By Ameko Kaeruda and Sencha. Released in Japan as “Totsuzen Papa ni Natta Saikyou Dragon no Kosodate Nikki: Kawaii Musume, Honobono to Ningenkai Saikyou ni Sodatsu ” by GC Novels. Released in North America by J-Novel Club. Translated by Nathan Macklem.
This is the final volume of the series, and it has the strengths and weaknesses of previous volumes. The Elder Dragon is immensely powerful and also a pretty good guy, so any character development and angst comes from outside of that. Olivia is the same, only she doesn’t even get the character development. They’re meant to be “aw, look at the cute daddy and daughter” with an OP twist, and that works well, but they’re nothing more than that. They work best contrasting with whatever fractured familial unit we see in this particular volume, and we get that here as well. This is the final volume of the series, and it does have an ending of sorts, but the ending is very much “more of the same only Olivia is older now”. She’s rescuing other kids like her, who had bad home lives. Which is great, but the solution seems to be “:leave them all with daddy, it worked for me”.

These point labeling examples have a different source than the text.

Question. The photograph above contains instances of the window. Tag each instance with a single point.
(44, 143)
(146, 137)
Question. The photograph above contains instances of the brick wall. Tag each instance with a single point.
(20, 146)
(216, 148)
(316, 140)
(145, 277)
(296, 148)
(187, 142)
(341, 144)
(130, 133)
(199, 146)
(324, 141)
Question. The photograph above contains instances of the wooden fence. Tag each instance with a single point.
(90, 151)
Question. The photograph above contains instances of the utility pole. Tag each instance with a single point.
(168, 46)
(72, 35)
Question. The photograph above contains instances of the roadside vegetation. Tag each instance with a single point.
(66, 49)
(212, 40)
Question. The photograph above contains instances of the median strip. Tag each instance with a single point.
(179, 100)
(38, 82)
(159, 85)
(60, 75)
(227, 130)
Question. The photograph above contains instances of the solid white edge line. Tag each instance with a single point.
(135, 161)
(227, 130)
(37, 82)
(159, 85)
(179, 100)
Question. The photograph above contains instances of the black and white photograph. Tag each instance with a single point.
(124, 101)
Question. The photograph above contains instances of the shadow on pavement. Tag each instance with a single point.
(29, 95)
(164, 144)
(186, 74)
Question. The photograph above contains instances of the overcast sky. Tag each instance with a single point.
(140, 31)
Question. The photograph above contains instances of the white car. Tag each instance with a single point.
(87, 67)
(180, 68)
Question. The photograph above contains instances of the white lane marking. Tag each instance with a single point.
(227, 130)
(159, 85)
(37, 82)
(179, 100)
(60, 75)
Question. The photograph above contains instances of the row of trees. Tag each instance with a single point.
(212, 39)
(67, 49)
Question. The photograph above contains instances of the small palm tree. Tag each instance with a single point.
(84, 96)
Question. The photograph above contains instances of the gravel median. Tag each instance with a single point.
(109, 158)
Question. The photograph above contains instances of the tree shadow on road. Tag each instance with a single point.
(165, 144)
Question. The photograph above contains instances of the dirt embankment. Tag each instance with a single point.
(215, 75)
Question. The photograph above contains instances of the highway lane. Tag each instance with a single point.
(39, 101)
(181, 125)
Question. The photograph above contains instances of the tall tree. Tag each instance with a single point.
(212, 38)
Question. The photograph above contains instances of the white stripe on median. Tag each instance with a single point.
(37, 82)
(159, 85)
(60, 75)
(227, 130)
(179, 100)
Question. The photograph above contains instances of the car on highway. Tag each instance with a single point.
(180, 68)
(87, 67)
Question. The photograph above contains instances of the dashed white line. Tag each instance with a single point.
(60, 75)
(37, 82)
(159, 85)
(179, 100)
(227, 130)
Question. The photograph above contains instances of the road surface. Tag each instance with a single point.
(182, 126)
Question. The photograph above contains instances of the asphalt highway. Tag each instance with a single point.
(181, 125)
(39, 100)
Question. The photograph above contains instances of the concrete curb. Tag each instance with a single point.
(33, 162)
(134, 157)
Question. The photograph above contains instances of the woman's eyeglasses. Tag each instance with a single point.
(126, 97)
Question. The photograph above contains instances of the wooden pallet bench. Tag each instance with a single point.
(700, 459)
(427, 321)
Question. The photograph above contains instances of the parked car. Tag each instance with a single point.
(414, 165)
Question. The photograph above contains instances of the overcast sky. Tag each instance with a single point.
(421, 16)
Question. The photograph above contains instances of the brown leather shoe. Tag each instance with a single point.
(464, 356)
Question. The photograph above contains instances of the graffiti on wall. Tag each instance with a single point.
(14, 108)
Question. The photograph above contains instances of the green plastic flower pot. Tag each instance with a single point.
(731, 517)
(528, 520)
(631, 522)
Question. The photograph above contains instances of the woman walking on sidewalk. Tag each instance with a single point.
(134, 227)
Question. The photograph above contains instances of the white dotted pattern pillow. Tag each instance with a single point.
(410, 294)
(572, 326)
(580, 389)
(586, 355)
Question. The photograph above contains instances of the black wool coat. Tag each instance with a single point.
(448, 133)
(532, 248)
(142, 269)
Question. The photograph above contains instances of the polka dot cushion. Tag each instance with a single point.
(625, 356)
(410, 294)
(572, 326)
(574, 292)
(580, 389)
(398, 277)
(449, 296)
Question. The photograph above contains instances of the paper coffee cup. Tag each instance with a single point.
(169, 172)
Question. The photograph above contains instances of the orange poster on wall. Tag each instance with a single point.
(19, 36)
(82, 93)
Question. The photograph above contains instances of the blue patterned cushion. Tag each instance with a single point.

Having obtained five of the seven Supreme Hallows, they’ve decided that that’s enough to do the ritual that will drain the built-up magic within the hallows. Unfortunately, the ritual is invaded by Vandilsen, a seemingly immortal wizard who proceeds to steal the five Hallows with the help of what he carries, the 6th. Fortunately, as it turns out, the Elder Dragon has had the 7th all this time without realizing it, and that can help them locate the other six. And so it’s time for Dragon and Daughter to go on a camping holiday, clearly… mostly as it turns out that Vandilsen is quite a long ways away, across the sea and in a foreign country that is now lifeless and arid due to having all the magic sucked out of it. Why does Vandilsen want the Hallows? And who’s the young boy they find on the beach unconscious?
A great number of the plots to Dragon Daddy Diaries have been about how to find the right level of protectiveness when being a parent. Don’t smother, don’t be too hands-off. Here we also get the added lesson of “listen to what they’re actually telling you, not what you want to hear”, as Vandilsen is literally killing himself in order to save the life of his adopted son, even if that’s not remotely what the son wants. This does, admittedly, help the Elder Dragon to have a brief crisis of conscience, as he becomes more aware of the fact that Olivia is going to get older and die while he remains the same. That said, Olivia is having none of this “let’s stay immortal forever” business, even though she’s spent her entire life in a family consisting of people over a thousand years old. She’s got a good head on her shoulders, even if that’s dramatically lacking.
This was a cute series and an easy read. That said, I’m almost positive it would never have been licensed if it had not been for the huge buzz around Sexiled, the author’s other work. Family-oriented fluff.